Par leur présence au cœur du monde comme « ferment et lumière », les laïcs consacrés participent, à leur manière, à la mission de l’Église d’annoncer l’Amour de Dieu pour tout homme ; en tant que membres de l’« Église-Corps du Christ », ils sont présents dans les réalités concrètes de notre monde – où l’Église ne peut pas toujours agir en tant qu’institution – pour y être signes que tous les aspects et les lieux de la vie de l’homme ont du prix aux yeux de Dieu.
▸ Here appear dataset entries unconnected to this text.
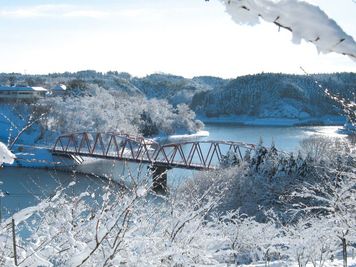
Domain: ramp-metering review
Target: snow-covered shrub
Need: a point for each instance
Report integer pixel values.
(108, 110)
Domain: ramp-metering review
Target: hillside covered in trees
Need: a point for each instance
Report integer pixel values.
(264, 95)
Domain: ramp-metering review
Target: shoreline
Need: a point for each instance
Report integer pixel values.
(274, 122)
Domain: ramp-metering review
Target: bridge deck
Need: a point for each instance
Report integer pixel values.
(202, 155)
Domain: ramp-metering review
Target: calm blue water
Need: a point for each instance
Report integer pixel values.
(285, 138)
(25, 187)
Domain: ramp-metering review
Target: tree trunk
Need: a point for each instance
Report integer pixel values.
(344, 251)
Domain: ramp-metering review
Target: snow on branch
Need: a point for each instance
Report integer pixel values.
(5, 155)
(305, 21)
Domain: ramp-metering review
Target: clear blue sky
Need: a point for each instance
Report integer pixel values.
(183, 37)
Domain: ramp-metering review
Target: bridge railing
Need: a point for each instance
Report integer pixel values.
(118, 146)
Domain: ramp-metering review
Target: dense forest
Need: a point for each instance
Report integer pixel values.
(264, 95)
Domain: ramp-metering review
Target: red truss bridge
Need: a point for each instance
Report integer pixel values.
(199, 155)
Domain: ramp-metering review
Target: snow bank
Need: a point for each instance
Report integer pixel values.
(5, 155)
(305, 21)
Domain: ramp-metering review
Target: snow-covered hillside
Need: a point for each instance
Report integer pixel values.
(263, 95)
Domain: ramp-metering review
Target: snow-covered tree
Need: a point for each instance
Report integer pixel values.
(315, 27)
(6, 156)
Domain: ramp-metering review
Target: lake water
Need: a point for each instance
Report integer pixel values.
(25, 187)
(285, 138)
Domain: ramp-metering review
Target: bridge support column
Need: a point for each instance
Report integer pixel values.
(159, 178)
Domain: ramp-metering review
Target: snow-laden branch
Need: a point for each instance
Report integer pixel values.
(305, 21)
(5, 155)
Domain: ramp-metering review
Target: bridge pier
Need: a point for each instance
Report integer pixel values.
(159, 179)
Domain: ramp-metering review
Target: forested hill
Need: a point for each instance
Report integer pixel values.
(276, 95)
(263, 95)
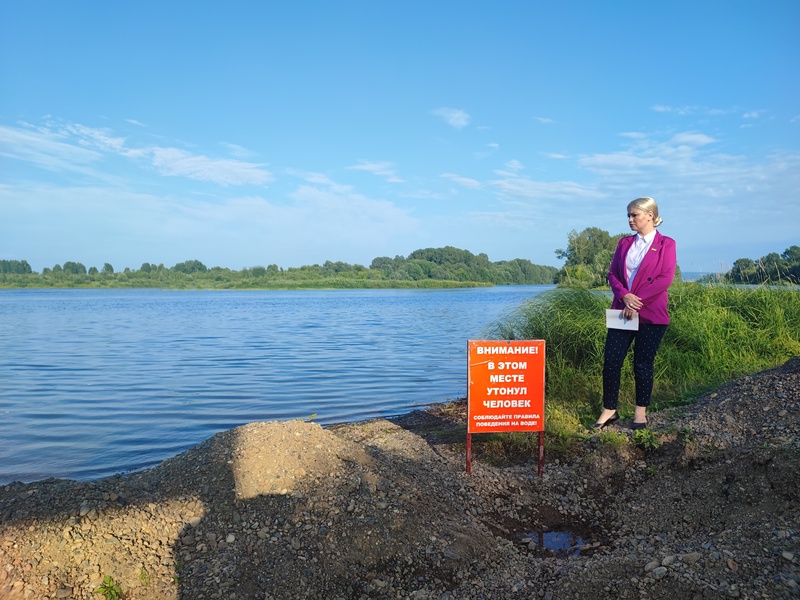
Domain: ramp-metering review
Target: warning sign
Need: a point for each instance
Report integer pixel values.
(506, 386)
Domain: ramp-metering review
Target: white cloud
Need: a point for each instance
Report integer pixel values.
(381, 169)
(46, 150)
(466, 182)
(453, 116)
(73, 147)
(176, 162)
(683, 111)
(692, 139)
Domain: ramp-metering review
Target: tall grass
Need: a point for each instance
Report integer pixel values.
(717, 333)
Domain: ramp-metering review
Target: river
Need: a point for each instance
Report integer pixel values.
(99, 382)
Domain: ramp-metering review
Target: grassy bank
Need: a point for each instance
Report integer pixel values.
(717, 333)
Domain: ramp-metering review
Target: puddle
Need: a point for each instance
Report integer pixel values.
(559, 542)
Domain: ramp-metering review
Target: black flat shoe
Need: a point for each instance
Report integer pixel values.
(608, 421)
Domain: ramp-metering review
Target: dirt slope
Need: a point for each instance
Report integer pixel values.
(384, 509)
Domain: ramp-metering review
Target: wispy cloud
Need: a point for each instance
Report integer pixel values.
(381, 169)
(46, 150)
(691, 110)
(454, 117)
(64, 147)
(466, 182)
(179, 163)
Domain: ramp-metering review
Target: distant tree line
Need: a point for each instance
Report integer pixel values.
(773, 268)
(587, 258)
(430, 267)
(588, 255)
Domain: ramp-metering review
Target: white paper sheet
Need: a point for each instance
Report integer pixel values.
(615, 320)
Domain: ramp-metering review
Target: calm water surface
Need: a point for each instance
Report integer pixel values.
(98, 382)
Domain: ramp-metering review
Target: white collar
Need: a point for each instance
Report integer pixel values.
(647, 238)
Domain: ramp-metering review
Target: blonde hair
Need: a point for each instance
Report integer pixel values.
(647, 204)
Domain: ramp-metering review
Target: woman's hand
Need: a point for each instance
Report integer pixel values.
(632, 301)
(628, 313)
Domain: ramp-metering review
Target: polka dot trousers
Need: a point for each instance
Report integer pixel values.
(618, 341)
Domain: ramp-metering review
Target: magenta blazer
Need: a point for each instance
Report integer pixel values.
(654, 276)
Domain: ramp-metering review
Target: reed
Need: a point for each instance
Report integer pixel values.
(717, 333)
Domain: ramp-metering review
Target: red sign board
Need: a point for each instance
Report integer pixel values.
(506, 386)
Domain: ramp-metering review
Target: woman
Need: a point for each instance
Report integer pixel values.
(641, 271)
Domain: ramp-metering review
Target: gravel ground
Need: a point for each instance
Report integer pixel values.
(384, 509)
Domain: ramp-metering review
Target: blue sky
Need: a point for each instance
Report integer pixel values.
(291, 133)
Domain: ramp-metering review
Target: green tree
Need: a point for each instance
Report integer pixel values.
(744, 270)
(74, 268)
(587, 257)
(190, 266)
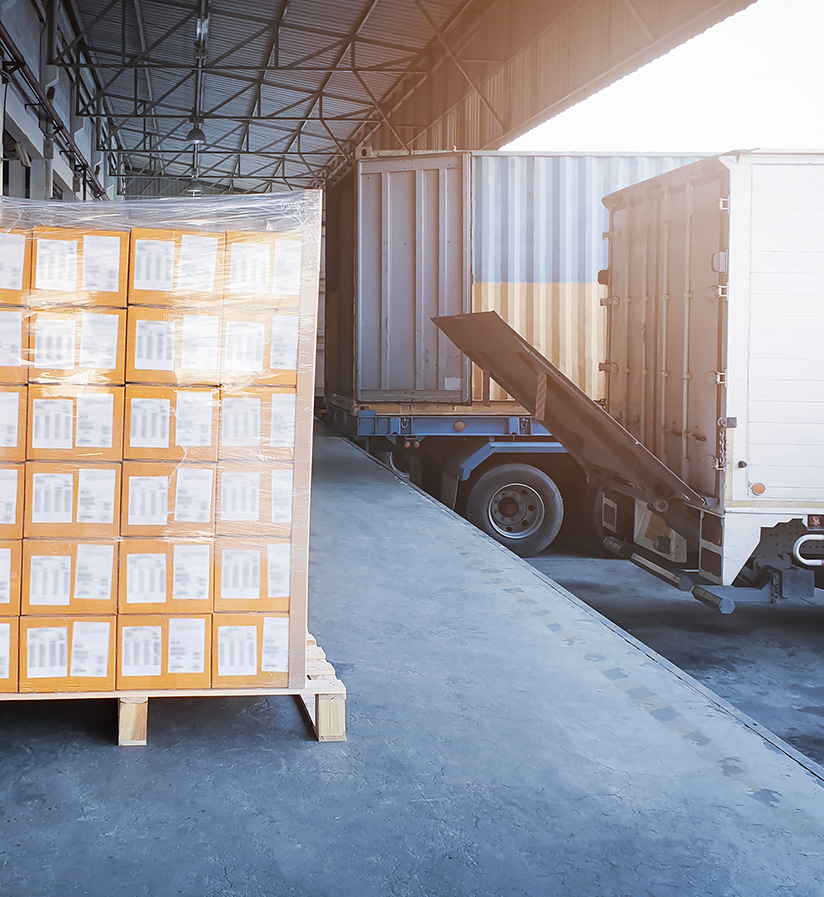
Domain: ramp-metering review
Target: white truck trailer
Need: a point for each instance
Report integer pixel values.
(710, 447)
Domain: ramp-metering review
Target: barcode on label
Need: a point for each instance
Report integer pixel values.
(278, 561)
(47, 652)
(240, 421)
(149, 423)
(55, 343)
(11, 338)
(95, 420)
(8, 496)
(145, 578)
(52, 423)
(5, 575)
(9, 416)
(93, 572)
(98, 341)
(240, 574)
(187, 645)
(50, 580)
(148, 501)
(240, 496)
(237, 651)
(90, 649)
(192, 572)
(12, 261)
(275, 645)
(193, 494)
(193, 421)
(141, 651)
(53, 498)
(154, 345)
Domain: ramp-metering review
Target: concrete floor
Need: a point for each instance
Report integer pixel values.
(504, 739)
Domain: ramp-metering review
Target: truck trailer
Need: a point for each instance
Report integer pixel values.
(709, 449)
(414, 236)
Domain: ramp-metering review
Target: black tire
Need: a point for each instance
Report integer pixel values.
(518, 505)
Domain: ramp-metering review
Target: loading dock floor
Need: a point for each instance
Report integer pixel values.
(504, 739)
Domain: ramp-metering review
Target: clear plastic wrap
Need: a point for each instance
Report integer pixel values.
(156, 400)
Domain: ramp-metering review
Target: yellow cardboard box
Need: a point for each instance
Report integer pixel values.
(250, 650)
(166, 576)
(75, 423)
(69, 577)
(72, 500)
(79, 266)
(164, 651)
(83, 346)
(166, 499)
(169, 423)
(67, 653)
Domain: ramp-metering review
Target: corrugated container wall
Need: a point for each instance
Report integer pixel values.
(427, 234)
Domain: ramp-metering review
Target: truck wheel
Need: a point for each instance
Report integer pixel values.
(518, 505)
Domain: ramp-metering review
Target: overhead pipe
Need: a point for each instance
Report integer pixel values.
(59, 130)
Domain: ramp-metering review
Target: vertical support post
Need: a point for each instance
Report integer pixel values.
(132, 721)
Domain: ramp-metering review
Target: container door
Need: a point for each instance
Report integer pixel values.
(413, 260)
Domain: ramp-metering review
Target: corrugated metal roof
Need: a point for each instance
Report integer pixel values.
(277, 76)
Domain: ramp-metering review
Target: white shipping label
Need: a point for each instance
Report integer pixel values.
(154, 265)
(283, 355)
(244, 346)
(50, 580)
(192, 572)
(96, 495)
(282, 431)
(278, 562)
(5, 651)
(193, 494)
(240, 421)
(200, 336)
(93, 572)
(95, 420)
(56, 267)
(193, 418)
(55, 343)
(198, 260)
(12, 261)
(53, 498)
(141, 650)
(287, 267)
(240, 574)
(240, 496)
(148, 501)
(275, 645)
(47, 654)
(5, 575)
(101, 263)
(52, 423)
(9, 417)
(249, 268)
(145, 578)
(149, 423)
(8, 495)
(237, 651)
(90, 649)
(187, 645)
(154, 346)
(281, 495)
(11, 338)
(98, 341)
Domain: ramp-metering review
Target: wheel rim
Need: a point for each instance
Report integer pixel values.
(516, 511)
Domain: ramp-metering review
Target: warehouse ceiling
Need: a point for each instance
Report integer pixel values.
(287, 92)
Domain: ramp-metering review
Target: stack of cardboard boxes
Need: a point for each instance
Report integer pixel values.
(152, 514)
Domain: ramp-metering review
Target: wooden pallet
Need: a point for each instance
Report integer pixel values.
(322, 700)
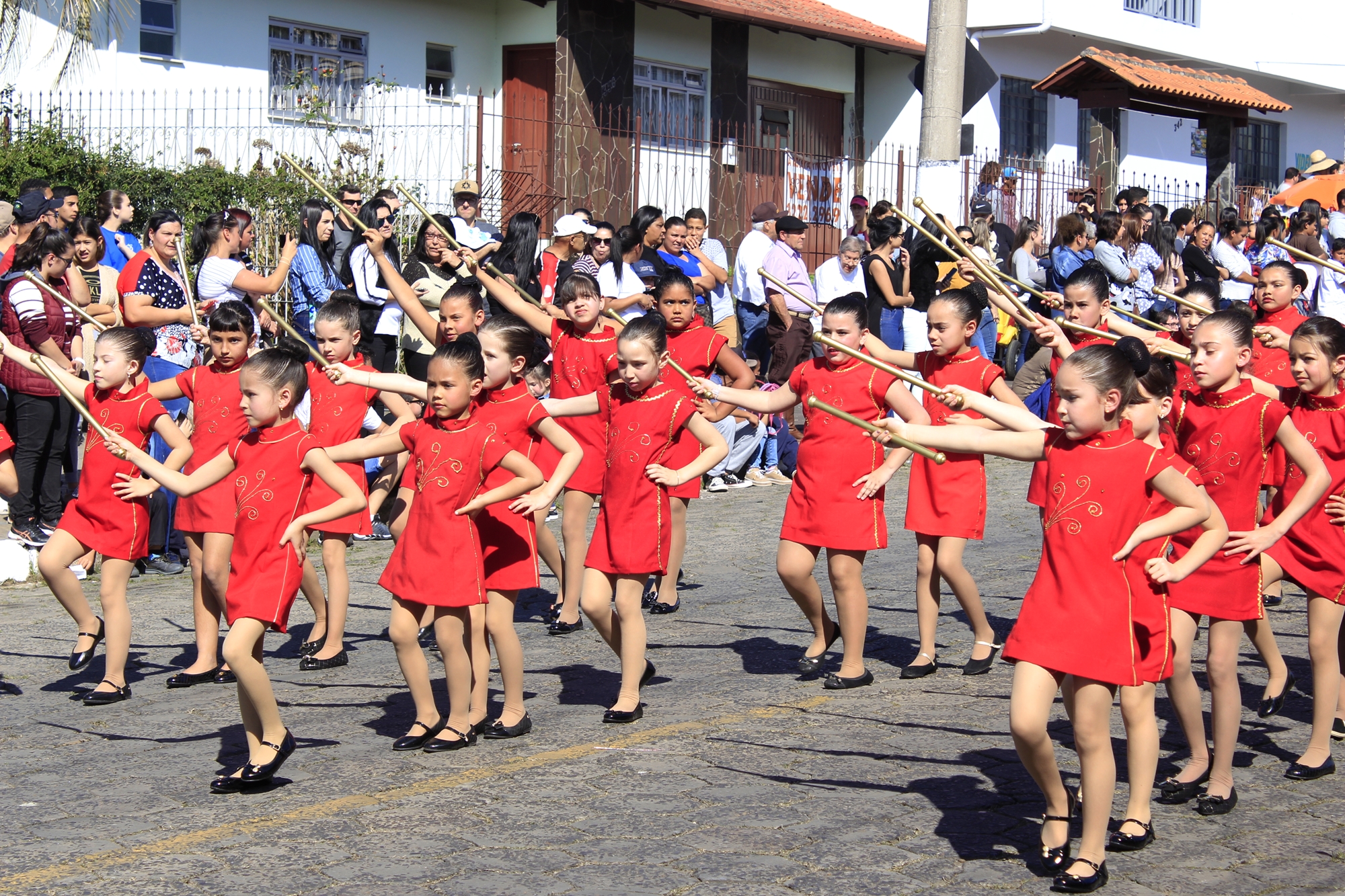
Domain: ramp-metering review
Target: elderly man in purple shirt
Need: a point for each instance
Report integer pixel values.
(790, 329)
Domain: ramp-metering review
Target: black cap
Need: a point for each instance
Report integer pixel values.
(32, 206)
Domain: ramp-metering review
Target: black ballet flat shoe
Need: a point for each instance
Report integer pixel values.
(81, 658)
(564, 628)
(188, 680)
(837, 682)
(1273, 705)
(104, 697)
(623, 717)
(440, 745)
(1055, 857)
(255, 775)
(416, 741)
(500, 731)
(983, 666)
(810, 665)
(1120, 842)
(1207, 805)
(1077, 884)
(1175, 792)
(313, 663)
(1299, 771)
(921, 671)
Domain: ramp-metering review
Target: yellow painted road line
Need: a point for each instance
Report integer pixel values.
(210, 836)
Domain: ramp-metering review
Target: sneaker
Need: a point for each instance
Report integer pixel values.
(734, 482)
(161, 565)
(29, 533)
(758, 478)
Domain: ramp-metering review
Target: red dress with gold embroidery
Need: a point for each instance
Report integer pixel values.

Seul Jésus Christ peut aider les hommes à découvrir le sens, comme Il l’a fait cheminant avec les pèlerins d’Emmaüs et leur donnant son Esprit.

Les laïcs consacrés sont aussi, à leur manière propre, un signe du « prolongement dans le monde d’une présence spéciale du Seigneur ressuscité » pour répondre à l’attente de la société d’aujourd’hui « de voir en eux le reflet concret de la façon d’agir du Christ, de son amour pour chaque personne, sans distinction ou adjectifs qualifiants 5 ».

Le Catéchisme de l’Église catholique, en précisant que « l’institut séculier est un institut de vie consacrée où les fidèles vivant dans le monde tendent à la perfection de la charité et s’efforcent de contribuer, surtout de l’intérieur, à la sanctification du monde 6 », éclaire le rôle particulier de la consécration séculière.

Les membres d’instituts séculiers participent ainsi, avec les hommes de leur temps, à l’accueil d’un Don qui travaille l’humanité de l’intérieur et qui fait de l’homme le temple de l’Esprit, un lieu sacré, quelles que soient ses blessures et limites.

Paul VI déclarait aux responsables généraux des instituts séculiers : « Vous enrichissez l’Église d’aujourd’hui en donnant un exemple particulier de sa vie “séculière” vécue d’une façon consacrée et un exemple particulier de sa vie “consacrée” vécue de façon séculière 7. »

Jean-Paul II rappelle dans Vita consecrata qu’« aux personnes consacrées, il est demandé d’être véritablement expertes en communion et d’en pratiquer la spiritualité, comme témoins et artisans du projet de communion qui est au sommet de l’histoire de l’homme selon Dieu… une spiritualité de communion consiste avant tout en un regard du cœur porté sur le mystère de la Trinité qui habite en nous, et dont la lumière doit aussi être perçue sur le visage des frères qui sont à nos côtés 8. » La vitalité de l’Église se déploie avec le travail de l’Esprit qui s’exprime à travers les différentes formes de vie consacrée pour que le Dieu Trinité puisse habiter au cœur du monde.

 


1 - Pierre Langeron, Les Instituts séculiers, une vocation pour le nouveau millénaire, Paris, Cerf, coll. « Droit canonique », 2003.
2 - Jean-Paul II, exhortation apostolique post-synodale Vita consecrata, n° 10.
3 - Annette Godart in Pleinement consacrés et pleinement dans le monde : le défi des instituts séculiers, Saint-Maur, Parole et silence, coll. « Signatures », 2007.
4 - Congrégation pour les instituts de vie consacrée et les sociétés de vie apostolique, Repartir du Christ. Un engagement renouvelé de la vie consacrée au troisième millénaire, 19 mai 2002.
5 - Ibid.
6 - Catéchisme de l’Église catholique, n° 928-929.
7 - Paul VI, Discours aux responsables généraux des instituts séculiers, le 20 septembre 1972. 8 8- Jean-PaulII, exhortation apostolique post-synodale Vita consecrata (25 mars 1996).